Ça, je ne peux pas le déclarer maintenant là. Je garde ça pour moi pour l’instant, et je crois qu’ils ont bien compris. Je suis toujours là-dessus. Ils vont tous me les rendre d’eux-mêmes. Je ne suis pas obligée de passer par la justice pour l’instant.
Quel regard portez-vous de façon générale sur la culture guinéenne ?
La culture pour moi, les jeunes se battent, c’est vrai. Mais, je dirais encore que les jeunes sont dispersés. Ils ne font plus beaucoup de recherche dans le domaine de la musique.
C’est ce que je disais tout à l’heure. Si ceux qui ont marqué le pays sont oubliés,ils ne sont pas encouragés par les autorités, les autres n’auront plus le courage de travailler pour la patrie comme le groupe ‘’Bembeya Jazz’’. Chacun fera juste pour avoir de quoi manger. C’est pourquoi, je ne condamne pas ces jeunes, comme Sory Kandia, dans leur manière de gérer la musique en Guinée.
Votre dernier mot.
C’est de dire merci aux journalistes guinéens parce que si je dit pas cela, ça sera une ingratitude de ma part. En ce sens que chaque année, les journalistes viennent me voir pour parler de mon père.

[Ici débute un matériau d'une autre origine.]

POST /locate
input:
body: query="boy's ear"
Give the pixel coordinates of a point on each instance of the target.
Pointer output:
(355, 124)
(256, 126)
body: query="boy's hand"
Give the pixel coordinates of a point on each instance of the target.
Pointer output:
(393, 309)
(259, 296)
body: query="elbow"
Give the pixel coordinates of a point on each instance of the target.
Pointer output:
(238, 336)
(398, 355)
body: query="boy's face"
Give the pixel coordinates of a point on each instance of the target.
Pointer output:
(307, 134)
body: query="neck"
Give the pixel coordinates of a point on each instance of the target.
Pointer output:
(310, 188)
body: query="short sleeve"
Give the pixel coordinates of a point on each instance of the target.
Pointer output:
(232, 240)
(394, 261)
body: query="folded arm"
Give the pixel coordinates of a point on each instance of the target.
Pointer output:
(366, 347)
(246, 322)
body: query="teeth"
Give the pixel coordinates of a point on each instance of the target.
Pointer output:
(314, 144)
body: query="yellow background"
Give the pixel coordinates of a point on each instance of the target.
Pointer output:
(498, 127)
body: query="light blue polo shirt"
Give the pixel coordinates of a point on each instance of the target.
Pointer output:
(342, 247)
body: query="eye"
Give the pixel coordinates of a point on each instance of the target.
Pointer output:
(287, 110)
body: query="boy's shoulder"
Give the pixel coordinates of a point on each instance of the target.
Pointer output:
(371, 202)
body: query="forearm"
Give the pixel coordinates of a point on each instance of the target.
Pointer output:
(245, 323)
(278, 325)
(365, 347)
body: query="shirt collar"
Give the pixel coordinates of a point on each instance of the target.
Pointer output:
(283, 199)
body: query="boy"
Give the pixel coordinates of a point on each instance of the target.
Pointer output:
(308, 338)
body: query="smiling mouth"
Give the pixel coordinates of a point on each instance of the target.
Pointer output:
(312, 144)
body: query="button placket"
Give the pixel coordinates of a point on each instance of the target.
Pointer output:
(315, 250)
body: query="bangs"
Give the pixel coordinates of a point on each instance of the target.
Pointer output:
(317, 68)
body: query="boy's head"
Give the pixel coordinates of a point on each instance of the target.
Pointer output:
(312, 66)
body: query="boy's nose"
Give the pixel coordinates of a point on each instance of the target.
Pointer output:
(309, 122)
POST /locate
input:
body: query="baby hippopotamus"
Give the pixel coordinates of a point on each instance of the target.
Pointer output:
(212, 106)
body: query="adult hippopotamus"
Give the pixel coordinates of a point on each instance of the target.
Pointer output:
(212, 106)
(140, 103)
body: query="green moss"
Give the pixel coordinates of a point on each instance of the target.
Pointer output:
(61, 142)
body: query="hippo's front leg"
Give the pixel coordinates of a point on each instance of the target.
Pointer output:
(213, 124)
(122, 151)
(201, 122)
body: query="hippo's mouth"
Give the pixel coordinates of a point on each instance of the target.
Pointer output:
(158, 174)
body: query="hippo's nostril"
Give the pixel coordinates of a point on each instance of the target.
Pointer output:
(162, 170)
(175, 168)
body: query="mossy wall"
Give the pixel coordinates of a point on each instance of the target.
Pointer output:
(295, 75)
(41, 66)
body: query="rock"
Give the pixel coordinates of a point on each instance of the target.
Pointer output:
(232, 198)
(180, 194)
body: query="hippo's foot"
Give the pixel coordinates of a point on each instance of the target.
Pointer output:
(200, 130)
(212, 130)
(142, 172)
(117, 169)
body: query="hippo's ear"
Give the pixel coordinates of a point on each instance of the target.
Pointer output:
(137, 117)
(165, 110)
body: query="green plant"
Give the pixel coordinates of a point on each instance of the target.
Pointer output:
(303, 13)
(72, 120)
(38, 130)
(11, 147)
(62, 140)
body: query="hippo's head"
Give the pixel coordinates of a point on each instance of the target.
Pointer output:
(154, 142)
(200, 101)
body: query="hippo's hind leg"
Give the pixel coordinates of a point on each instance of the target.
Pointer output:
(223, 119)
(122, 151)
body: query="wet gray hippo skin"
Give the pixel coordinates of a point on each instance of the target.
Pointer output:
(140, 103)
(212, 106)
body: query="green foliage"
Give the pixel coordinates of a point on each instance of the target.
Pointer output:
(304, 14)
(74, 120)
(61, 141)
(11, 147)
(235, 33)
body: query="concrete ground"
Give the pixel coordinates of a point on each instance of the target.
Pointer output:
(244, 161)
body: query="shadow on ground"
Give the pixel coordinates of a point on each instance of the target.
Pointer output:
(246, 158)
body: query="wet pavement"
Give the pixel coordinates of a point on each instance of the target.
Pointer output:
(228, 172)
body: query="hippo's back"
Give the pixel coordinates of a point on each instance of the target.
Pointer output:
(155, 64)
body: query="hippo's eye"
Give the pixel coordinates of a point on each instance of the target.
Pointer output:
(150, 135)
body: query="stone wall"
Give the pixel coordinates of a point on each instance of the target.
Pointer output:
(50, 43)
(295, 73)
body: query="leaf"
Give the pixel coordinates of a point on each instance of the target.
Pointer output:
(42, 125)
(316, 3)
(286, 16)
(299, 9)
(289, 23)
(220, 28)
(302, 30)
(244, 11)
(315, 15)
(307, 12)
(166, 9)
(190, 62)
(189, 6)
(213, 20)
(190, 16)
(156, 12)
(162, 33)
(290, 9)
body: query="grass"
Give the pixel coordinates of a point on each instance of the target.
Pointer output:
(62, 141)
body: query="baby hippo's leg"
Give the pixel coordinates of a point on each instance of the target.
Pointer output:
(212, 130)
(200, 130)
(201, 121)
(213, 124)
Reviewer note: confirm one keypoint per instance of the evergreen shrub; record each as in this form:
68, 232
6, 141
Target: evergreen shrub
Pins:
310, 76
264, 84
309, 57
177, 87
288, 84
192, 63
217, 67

Cela fait plus de trois jours, ils viennent me voir pour l’immortaliser. Je remercie également le peuple de Guinée parce que partout où je passe en tant que la fille de Demba, les gens sont là pour être à ma disposition. Je dirais encore au peuple de Guinée de se donner la main pour qu’on sache que la Guinée est une famille.